Gemini and Grok are fixated on the tax dispute as a binary event, but both ignore the real structural headwind: MariTide. The market is pricing AMGN as a legacy biotech, yet the entire valuation thesis now hinges on the obesity pipeline. If MariTide data shows even slight bone density concerns, the stock craters regardless of the IRS settlement. We are debating tax accounting while the company’s future is being determined by a single, high-stakes clinical readout.

C
Claude ▼ Bearish
Responding to Gemini
Disagrees with: Gemini

"MariTide execution risk is real, but IRS settlement timing and magnitude directly constrain the R&D firepower Amgen needs to defend obesity market share against Novo/Eli Lilly."
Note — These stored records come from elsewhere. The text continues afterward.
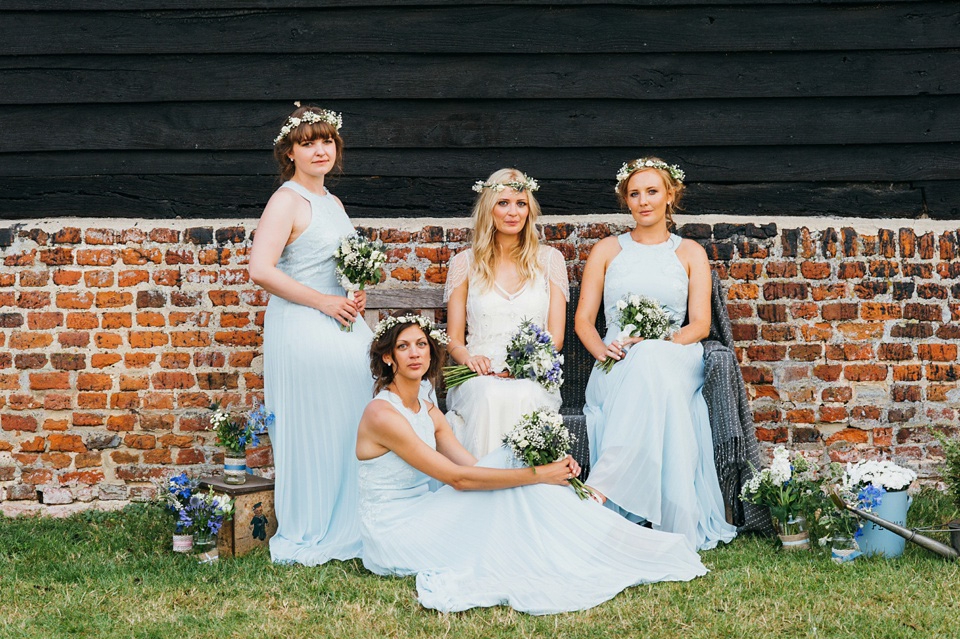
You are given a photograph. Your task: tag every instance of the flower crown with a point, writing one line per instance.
(436, 333)
(332, 118)
(646, 163)
(527, 183)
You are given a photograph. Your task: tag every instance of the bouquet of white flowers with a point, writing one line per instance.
(541, 438)
(358, 264)
(640, 316)
(530, 355)
(789, 487)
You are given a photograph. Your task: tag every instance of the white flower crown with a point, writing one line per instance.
(436, 333)
(527, 183)
(309, 117)
(646, 163)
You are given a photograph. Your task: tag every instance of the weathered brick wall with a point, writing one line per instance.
(115, 336)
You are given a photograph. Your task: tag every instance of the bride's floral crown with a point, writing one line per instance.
(332, 118)
(646, 163)
(436, 333)
(527, 183)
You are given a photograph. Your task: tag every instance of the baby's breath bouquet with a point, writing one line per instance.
(640, 316)
(358, 264)
(530, 355)
(541, 438)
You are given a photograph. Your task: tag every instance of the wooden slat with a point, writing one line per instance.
(231, 196)
(159, 5)
(114, 79)
(856, 163)
(479, 124)
(481, 29)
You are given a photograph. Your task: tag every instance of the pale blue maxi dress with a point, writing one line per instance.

Gemini's MariTide pivot is sharp—obesity pipeline risk dwarfs tax dispute noise. But conflating 'legacy biotech' with 'tax dispute irrelevance' is wrong. A $1.5B+ IRS settlement forces real capex trade-offs that compress R&D velocity precisely when MariTide phase 3 readouts matter most. Tax drag + clinical miss = compounding downside, not independent risks.

Panel Verdict

No Consensus

The panel consensus is that Amgen's (AMGN) stock faces significant near-term risks, primarily the IRS tax dispute and the upcoming MariTide clinical readout, outweighing the potential benefits from Repatha's CV data and Imdylltra's approval. The panelists generally agree that the stock's upside may be capped due to these risks.

Opportunity

The expansion of Repatha's addressable market due to its CV risk reduction data is the single biggest opportunity flagged.

Risk

The IRS tax dispute and the MariTide clinical readout are the single biggest risks flagged by the panelists.